Wolverhampton Art Gallery

Wolverhampton’s imposing Art Gallery is set to undergo a £750,000 facelift.

Initial works on the Lichfield Street gallery include relocating the café from the top floor to a larger ground floor space and improvements to the building’s St Peter’s Gardens entrance.

City of Wolverhampton Council’s cabinet resources panel will be asked next Tuesday (March 28) to sign off £750,000 of borrowing from the capital budget – which can only be used to finance schemes like building improvements – to fund the first phase of the work.

Subject to approval, the works are expected to start in the autumn and complete next spring.

Also in the pipeline for the gallery, subject to securing external funding, is improved disabled access, and larger and more flexible exhibition spaces to attract major touring shows and provide hire space.

A bid has also been made to the Arts Council Small Capital Grants Scheme, while £65,000 has already been secured from the Department for Culture, Media & Sport’s Wolfson Gallery Improvement Fund.

Cllr John Reynolds, cabinet member for City Economy, said: “The gallery is a historic building which has a place in many people’s hearts and we want to make these improvements to ensure it continues to be a much-loved asset for the people of Wolverhampton.

“We know the café is and has always been popular so we want to create a better space which more people can enjoy, with a bigger kitchen to provide more menu options.”

Last summer for the first time in the gallery’s history, it hosted London Natural History Museum’s Wildlife Photographer of the Year Exhibition, which attracted lots of visitors, many of whom were new to the gallery and the city.

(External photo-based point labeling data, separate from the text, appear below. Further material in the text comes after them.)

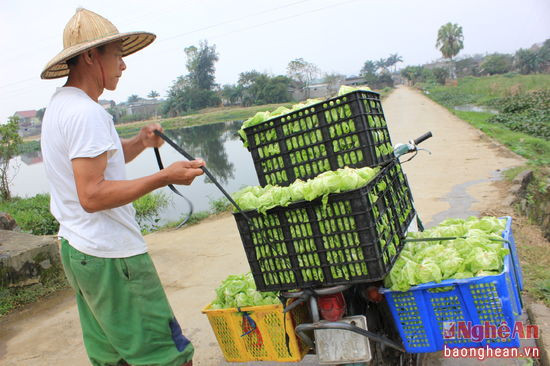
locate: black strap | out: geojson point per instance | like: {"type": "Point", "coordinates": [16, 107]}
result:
{"type": "Point", "coordinates": [206, 171]}
{"type": "Point", "coordinates": [173, 189]}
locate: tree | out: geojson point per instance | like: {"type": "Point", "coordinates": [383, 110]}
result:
{"type": "Point", "coordinates": [232, 93]}
{"type": "Point", "coordinates": [450, 41]}
{"type": "Point", "coordinates": [196, 89]}
{"type": "Point", "coordinates": [412, 73]}
{"type": "Point", "coordinates": [369, 68]}
{"type": "Point", "coordinates": [133, 98]}
{"type": "Point", "coordinates": [9, 146]}
{"type": "Point", "coordinates": [333, 81]}
{"type": "Point", "coordinates": [527, 61]}
{"type": "Point", "coordinates": [303, 73]}
{"type": "Point", "coordinates": [393, 60]}
{"type": "Point", "coordinates": [153, 94]}
{"type": "Point", "coordinates": [496, 64]}
{"type": "Point", "coordinates": [260, 88]}
{"type": "Point", "coordinates": [40, 113]}
{"type": "Point", "coordinates": [200, 64]}
{"type": "Point", "coordinates": [382, 64]}
{"type": "Point", "coordinates": [439, 74]}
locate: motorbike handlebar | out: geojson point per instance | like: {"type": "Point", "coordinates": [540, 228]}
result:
{"type": "Point", "coordinates": [423, 138]}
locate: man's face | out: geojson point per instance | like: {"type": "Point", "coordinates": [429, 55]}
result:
{"type": "Point", "coordinates": [112, 63]}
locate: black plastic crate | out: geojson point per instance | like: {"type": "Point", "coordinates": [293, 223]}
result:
{"type": "Point", "coordinates": [356, 237]}
{"type": "Point", "coordinates": [349, 130]}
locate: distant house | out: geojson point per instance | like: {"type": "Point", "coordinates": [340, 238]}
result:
{"type": "Point", "coordinates": [29, 123]}
{"type": "Point", "coordinates": [354, 81]}
{"type": "Point", "coordinates": [27, 117]}
{"type": "Point", "coordinates": [142, 107]}
{"type": "Point", "coordinates": [106, 103]}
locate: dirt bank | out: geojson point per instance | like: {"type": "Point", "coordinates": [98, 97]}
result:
{"type": "Point", "coordinates": [459, 174]}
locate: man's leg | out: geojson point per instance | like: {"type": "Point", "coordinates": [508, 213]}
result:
{"type": "Point", "coordinates": [128, 302]}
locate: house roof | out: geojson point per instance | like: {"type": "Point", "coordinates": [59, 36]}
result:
{"type": "Point", "coordinates": [26, 114]}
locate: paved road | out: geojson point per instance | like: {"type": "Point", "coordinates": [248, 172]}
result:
{"type": "Point", "coordinates": [456, 180]}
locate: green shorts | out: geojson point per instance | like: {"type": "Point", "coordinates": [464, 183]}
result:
{"type": "Point", "coordinates": [124, 312]}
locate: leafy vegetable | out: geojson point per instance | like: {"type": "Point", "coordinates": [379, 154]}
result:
{"type": "Point", "coordinates": [475, 253]}
{"type": "Point", "coordinates": [341, 180]}
{"type": "Point", "coordinates": [240, 291]}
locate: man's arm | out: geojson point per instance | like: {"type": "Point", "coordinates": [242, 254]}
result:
{"type": "Point", "coordinates": [145, 138]}
{"type": "Point", "coordinates": [96, 193]}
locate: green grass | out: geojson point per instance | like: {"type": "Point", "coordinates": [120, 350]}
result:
{"type": "Point", "coordinates": [32, 214]}
{"type": "Point", "coordinates": [51, 280]}
{"type": "Point", "coordinates": [536, 150]}
{"type": "Point", "coordinates": [486, 90]}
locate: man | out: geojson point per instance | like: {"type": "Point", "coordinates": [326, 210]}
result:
{"type": "Point", "coordinates": [124, 313]}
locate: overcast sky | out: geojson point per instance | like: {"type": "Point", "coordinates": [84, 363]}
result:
{"type": "Point", "coordinates": [264, 35]}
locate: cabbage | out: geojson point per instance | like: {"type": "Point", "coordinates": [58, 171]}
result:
{"type": "Point", "coordinates": [475, 253]}
{"type": "Point", "coordinates": [341, 180]}
{"type": "Point", "coordinates": [240, 291]}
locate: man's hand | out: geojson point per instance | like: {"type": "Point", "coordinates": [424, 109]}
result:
{"type": "Point", "coordinates": [183, 172]}
{"type": "Point", "coordinates": [148, 137]}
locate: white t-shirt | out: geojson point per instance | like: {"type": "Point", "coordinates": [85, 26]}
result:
{"type": "Point", "coordinates": [74, 126]}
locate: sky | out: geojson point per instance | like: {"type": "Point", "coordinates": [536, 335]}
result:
{"type": "Point", "coordinates": [262, 35]}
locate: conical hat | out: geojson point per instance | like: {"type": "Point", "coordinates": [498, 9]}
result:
{"type": "Point", "coordinates": [86, 30]}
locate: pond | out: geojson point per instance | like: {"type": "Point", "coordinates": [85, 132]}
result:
{"type": "Point", "coordinates": [217, 144]}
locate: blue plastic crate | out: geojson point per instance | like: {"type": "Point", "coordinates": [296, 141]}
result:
{"type": "Point", "coordinates": [423, 313]}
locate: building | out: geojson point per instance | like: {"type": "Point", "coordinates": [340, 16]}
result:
{"type": "Point", "coordinates": [29, 123]}
{"type": "Point", "coordinates": [106, 103]}
{"type": "Point", "coordinates": [27, 117]}
{"type": "Point", "coordinates": [144, 107]}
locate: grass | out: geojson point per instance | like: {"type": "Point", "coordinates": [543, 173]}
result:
{"type": "Point", "coordinates": [486, 90]}
{"type": "Point", "coordinates": [536, 150]}
{"type": "Point", "coordinates": [51, 280]}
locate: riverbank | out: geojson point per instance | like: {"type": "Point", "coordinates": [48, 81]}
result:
{"type": "Point", "coordinates": [532, 197]}
{"type": "Point", "coordinates": [192, 262]}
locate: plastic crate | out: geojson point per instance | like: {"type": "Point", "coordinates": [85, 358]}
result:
{"type": "Point", "coordinates": [515, 258]}
{"type": "Point", "coordinates": [349, 130]}
{"type": "Point", "coordinates": [425, 313]}
{"type": "Point", "coordinates": [267, 342]}
{"type": "Point", "coordinates": [355, 237]}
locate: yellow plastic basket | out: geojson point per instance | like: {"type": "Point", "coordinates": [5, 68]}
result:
{"type": "Point", "coordinates": [265, 343]}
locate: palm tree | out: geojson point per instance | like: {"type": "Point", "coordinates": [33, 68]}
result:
{"type": "Point", "coordinates": [382, 64]}
{"type": "Point", "coordinates": [153, 94]}
{"type": "Point", "coordinates": [393, 60]}
{"type": "Point", "coordinates": [450, 41]}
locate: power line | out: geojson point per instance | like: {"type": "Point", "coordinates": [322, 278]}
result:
{"type": "Point", "coordinates": [231, 21]}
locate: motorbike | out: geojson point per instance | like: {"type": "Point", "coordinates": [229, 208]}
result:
{"type": "Point", "coordinates": [352, 324]}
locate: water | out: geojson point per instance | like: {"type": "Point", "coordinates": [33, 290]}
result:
{"type": "Point", "coordinates": [475, 108]}
{"type": "Point", "coordinates": [217, 144]}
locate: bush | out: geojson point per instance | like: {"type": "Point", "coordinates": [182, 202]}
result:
{"type": "Point", "coordinates": [148, 210]}
{"type": "Point", "coordinates": [528, 113]}
{"type": "Point", "coordinates": [32, 214]}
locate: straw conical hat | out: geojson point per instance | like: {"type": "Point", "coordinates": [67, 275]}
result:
{"type": "Point", "coordinates": [86, 30]}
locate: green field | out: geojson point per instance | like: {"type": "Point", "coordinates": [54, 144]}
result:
{"type": "Point", "coordinates": [486, 90]}
{"type": "Point", "coordinates": [513, 93]}
{"type": "Point", "coordinates": [501, 92]}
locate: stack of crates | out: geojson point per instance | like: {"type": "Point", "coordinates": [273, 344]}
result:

“By moving the café downstairs and opening up the first-floor space we can attract other bigger touring exhibitions like this so people don’t have an expensive trek to London to see those kind of blockbuster shows,” added Cllr Reynolds.

If further external funding bids are successful it will enable improved ground floor educational, learning and hire spaces.

“This will take the gallery forward and we hope attract more visitors as part of the city’s multi-million pound regeneration and inward investment,” said Cllr Reynolds.